In 48 van de 52 weken maakt onderwijs deel uit van het geïntegreerde geheel met de zorg. Binnen het programma werken jongeren aan het aanleren van zogenaamde life skills voor dagelijks leven. Een voorbeeld hiervan is het onderdeel studievaardigheden.
2.6 Mentor
Elke jongere heeft een mentor. De mentor is verantwoordelijk voor de mentorlessen, oudercontacten en leerling-gesprekken. De mentor is ook verantwoordelijk voor het handelingsplan, het plan waarin de begeleiding en aanpak van de leerling beschreven staat.
De mentor is de belangrijkste schakel tussen school, de jongere, groepsleiding, stageplek en ouders. Ook heeft de mentor overleg en afstemming met de begeleiding en andere functionarissen van Levvel en waar nodig ook hulpverleners daarbuiten.
2.7 Niveaubepaling
Wij brengen het onderwijsniveau en -functioneren van de jongeren op verschillende manieren in kaart:
- We verzamelen de gegevens van de school van herkomst.
- We doen een intake op zorggebied en op onderwijs. Op basis hiervan schatten we het onderwijsniveau, de onderwijsbehoefte en de zorg in, die een jongere nodig heeft om zijn opleiding te kunnen herstarten, te vervolgen of deze af te ronden.
- Op dit ingeschatte niveau wordt een jongere getoetst. Die toets is een zogenaamde 0-meting bij binnenkomst. De vakken die bij deze meting worden getoetst zijn: Nederlands, Engels en rekenen.
Zo kunnen wij maatwerk en passend onderwijs leveren.
2.8 Stage
Alle jongeren die mbo-onderwijs volgen, lopen stage. Stage wordt aangemerkt als onderwijstijd. Tijdens stage leren jongeren hun beroep in de beroepspraktijkvorming (BPV). Binnen het mbo wordt stage daarom BPV genoemd. De BPV is meebepalend voor de examinering en diplomering. Geen of onvoldoende BPV-uren betekent geen diploma. Ook in het PrO lopen jongeren al stage, dit willen we verder uitbouwen. Voor de andere typen onderwijs werken we eveneens aan stages.
Stages worden gefaseerd opgebouwd. De jongere begint met een interne stage binnen de school, bedoeld om binnen de vertrouwde omgeving werkervaring op te doen. De jongeren krijgen opdrachten van hun docent die zij in groepsverband of alleen uitvoeren. Interne stages bereiden leerlingen voor op verschillende soorten externe stages:
1. Snuffelstage
Een korte stage waarbij de jongere kennismaakt met de verschillende kanten van een beroep. Een snuffelstage is niet gericht op het aanleren van beroepsvaardigheden. Wél op het verkrijgen van een eerste indruk van de beroepspraktijk en hoe het er in het werkende leven aan toe gaat. Ook krijgen jongeren een beeld van de mogelijkheden van een beroep.
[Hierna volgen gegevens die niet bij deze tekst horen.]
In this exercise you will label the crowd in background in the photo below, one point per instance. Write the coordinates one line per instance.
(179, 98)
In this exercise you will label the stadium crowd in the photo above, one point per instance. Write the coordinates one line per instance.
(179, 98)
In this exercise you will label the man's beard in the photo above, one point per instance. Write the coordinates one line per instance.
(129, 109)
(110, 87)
2. Arbeidsoriënterende stage
Deze stage biedt de gelegenheid werkervaring op te doen. De stagebegeleider in het bedrijf helpt daarbij. Jongeren leren bijvoorbeeld samen te werken met collega’s, zelfstandig te handelen en in een bepaald tempo te werken. Een op arbeid georiënterende stage is niet gericht op het aanleren van beroepsvaardigheden. Wél om te ontdekken hoe het is om te werken.
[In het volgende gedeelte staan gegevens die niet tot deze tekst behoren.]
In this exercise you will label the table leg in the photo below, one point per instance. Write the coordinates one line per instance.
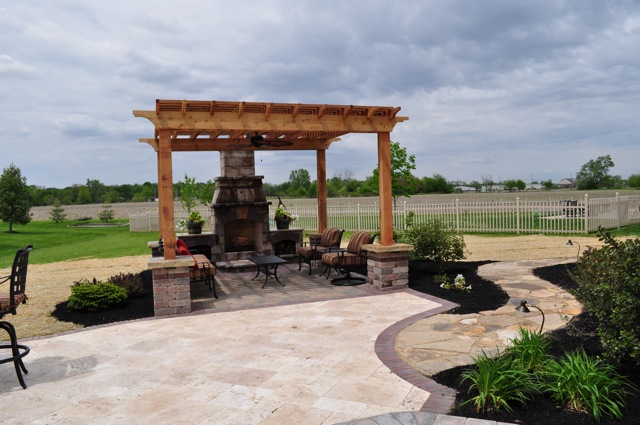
(275, 274)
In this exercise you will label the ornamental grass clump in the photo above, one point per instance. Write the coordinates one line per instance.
(95, 296)
(500, 382)
(531, 348)
(581, 383)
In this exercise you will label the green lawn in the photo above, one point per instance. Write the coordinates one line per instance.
(54, 242)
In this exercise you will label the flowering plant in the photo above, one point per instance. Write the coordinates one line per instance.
(195, 218)
(284, 215)
(459, 283)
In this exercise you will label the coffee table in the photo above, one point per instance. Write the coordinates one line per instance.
(264, 262)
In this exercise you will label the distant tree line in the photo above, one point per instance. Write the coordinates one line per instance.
(593, 175)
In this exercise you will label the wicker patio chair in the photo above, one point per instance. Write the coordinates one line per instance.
(352, 259)
(330, 238)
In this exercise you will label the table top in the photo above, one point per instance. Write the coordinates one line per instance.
(266, 260)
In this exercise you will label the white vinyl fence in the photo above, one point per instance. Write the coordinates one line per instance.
(516, 216)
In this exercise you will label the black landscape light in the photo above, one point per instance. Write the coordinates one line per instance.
(524, 308)
(570, 242)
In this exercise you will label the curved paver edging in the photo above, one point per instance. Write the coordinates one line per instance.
(516, 278)
(441, 398)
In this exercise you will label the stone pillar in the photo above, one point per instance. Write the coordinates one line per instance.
(171, 285)
(388, 265)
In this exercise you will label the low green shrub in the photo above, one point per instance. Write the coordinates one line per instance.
(608, 285)
(585, 384)
(434, 241)
(131, 282)
(499, 382)
(95, 296)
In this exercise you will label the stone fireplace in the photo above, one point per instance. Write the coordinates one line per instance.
(239, 210)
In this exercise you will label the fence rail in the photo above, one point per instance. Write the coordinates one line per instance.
(517, 216)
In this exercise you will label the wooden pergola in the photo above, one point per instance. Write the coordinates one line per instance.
(195, 125)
3. Beroepsvoorbereidende stage
Bereidt jongeren voor op het werken binnen een bepaalde sector van de arbeidsmarkt. Jongeren ontwikkelen een goede werkhouding, doen specifieke werkervaring op en oefenen beroepsvaardigheden uit die ze op school hebben geleerd. Jongeren kunnen op deze manier ervaren of ze een juiste keuze hebben gemaakt en of de dagelijkse beroepspraktijk is zoals zij die zich hadden voorgesteld.
4. Leerwerktraject
In de basisberoepsgerichte leerweg van het vmbo kunnen jongeren deelnemen aan een leerwerktraject. Dit houdt in dat jongeren in het derde en vierde leerjaar van hun vmbo-opleiding minder vakken op school volgen en dat deel van het onderwijsprogramma bij een bedrijf volgen. Jongeren die een leerwerktraject volgen, doen dat in de vorm van een onbetaalde stage of in de vorm van een betaalde leerbaan (leerwerkplek). Aan het eind van het leerwerktraject doet de leerling in elk geval examen in het beroepsgerichte programma (vergelijkbaar met Entree) en in Nederlands. Met een dergelijk diploma kunnen jongeren doorstromen naar een mbo 2-opleiding binnen dezelfde sector. Deze combinatie van werken en leren vergroot de kansen op het behalen van een startkwalificatie op niveau 2 en maakt het eenvoudiger om daarna door te stromen naar het mbo.
OnderwijsPlus heeft een stagecoördinator. Deze organiseert de stages en houdt onder meer contact met de stagebedrijven. In overleg met de mentoren vangt een leerling een stage aan.
2.9 Schooltijden
Alle jongeren krijgen een gepersonaliseerd integraal dagprogramma. Dit bestaat uit lessen, cursussen, projecten, stage en andere vormen van leren. Hierbij kan gedacht worden aan e-learning of een keuzeonderdeel dat jongeren niet per se in of tijdens de schooluren volgen.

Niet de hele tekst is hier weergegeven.